Over the past days. I have found myself in the same space as much of spring 2020, shadow boxing in my parents’ living room, surrounded by elegant oil landscapes and perfectly off-white upholstered European furniture, accompanied by a silent soundtrack from the matte grand piano in the corner. The silk curtains softly flutter as I slip back and forth across the mahogany floors, beadlets of sweat narrowly missing the persian carpets, while clay castles and snowflakes, relics of childhood 1980s art classes, stand side by side with a carefully curated collection of porcelain artifacts, front row onlookers for the evening’s match.
Alas, like today’s biggest opponent, the mark is always moving, and boxing, like life, is a multifaceted, full body experience.

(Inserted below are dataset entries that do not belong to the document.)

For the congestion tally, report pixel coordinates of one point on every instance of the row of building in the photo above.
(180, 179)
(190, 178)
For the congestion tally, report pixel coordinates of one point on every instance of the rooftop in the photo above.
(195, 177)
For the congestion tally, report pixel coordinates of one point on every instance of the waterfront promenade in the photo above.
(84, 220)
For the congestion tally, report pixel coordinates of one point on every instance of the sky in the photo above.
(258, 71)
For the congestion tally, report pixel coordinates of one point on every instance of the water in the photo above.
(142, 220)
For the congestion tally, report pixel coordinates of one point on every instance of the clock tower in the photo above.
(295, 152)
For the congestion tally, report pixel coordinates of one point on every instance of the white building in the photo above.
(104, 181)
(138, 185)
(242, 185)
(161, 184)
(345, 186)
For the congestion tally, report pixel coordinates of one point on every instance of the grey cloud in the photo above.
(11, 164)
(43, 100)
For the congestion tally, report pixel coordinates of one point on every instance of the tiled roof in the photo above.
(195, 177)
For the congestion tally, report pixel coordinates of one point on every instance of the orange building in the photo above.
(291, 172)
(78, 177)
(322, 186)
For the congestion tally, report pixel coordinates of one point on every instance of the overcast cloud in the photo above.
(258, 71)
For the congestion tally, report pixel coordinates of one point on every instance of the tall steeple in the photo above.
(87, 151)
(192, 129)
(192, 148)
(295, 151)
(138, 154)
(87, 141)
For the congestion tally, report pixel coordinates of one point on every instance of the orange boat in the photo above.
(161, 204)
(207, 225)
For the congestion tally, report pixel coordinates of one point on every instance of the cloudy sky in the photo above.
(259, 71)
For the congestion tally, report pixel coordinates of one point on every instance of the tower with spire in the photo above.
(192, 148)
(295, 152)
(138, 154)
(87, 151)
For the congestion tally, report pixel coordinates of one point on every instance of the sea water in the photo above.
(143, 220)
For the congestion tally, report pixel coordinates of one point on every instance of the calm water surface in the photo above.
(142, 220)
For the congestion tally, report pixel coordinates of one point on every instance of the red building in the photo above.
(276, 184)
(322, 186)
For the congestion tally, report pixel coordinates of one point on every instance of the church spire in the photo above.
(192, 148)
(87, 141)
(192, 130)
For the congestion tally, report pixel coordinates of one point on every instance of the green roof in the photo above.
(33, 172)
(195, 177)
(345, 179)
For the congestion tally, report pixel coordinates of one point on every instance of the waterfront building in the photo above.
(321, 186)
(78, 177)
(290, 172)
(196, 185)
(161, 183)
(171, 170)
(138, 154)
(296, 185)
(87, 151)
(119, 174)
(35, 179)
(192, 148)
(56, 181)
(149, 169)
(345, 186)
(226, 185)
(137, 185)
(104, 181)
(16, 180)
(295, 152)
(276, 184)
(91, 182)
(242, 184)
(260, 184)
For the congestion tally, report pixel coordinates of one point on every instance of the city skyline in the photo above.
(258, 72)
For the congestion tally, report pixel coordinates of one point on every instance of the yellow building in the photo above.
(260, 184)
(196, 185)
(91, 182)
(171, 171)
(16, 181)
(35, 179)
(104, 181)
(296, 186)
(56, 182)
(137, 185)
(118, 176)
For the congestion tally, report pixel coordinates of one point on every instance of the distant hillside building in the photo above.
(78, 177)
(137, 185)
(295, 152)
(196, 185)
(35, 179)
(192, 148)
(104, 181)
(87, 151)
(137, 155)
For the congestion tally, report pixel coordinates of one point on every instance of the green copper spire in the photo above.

Shadow boxing with small dumbbells in hand is either quite the same, or an audition for a cuckoo’s nest, as my mother likes to say as she mimics my flailing arms and pseudo bobs & weaves when she walks by.
Which begs the question - what are the biggest lessons from this ethereal ring we find ourselves in yet again?
First, do not deflect - absorb. When it is coming at you, do not shy away from it or kick it down the line, instead prepare for it and use your acumen to take it in.
Second, protect your exposure. Be aware of what punches you may be leaving yourself open to and defend yourself from them a priori.
Third, if you do not want to commit to the punch then you better not punch at all.
Fourth, your range is bigger than you think.
And lastly, your biggest opponent is in your head. You can win, let someone else defeat you, or let your own mind take you down. Ultimately, it is your decision.
Almost a decade ago, I had the privilege of spending time with M. Ali over his 70th birthday weekend. Naive to the embedded wisdom in the sport, I remained distant, choosing to observe his demeanor as the swarms of butterflies and bees crowded his new ring, one arguably more challenging (and exhausting) than those he had become so famed for dominating.
Mr. Ali came to mind during today’s final round as my hands slipped on the neoprene weights, leaving me with one question - Is the ring a place to feel caged or a space to feel free?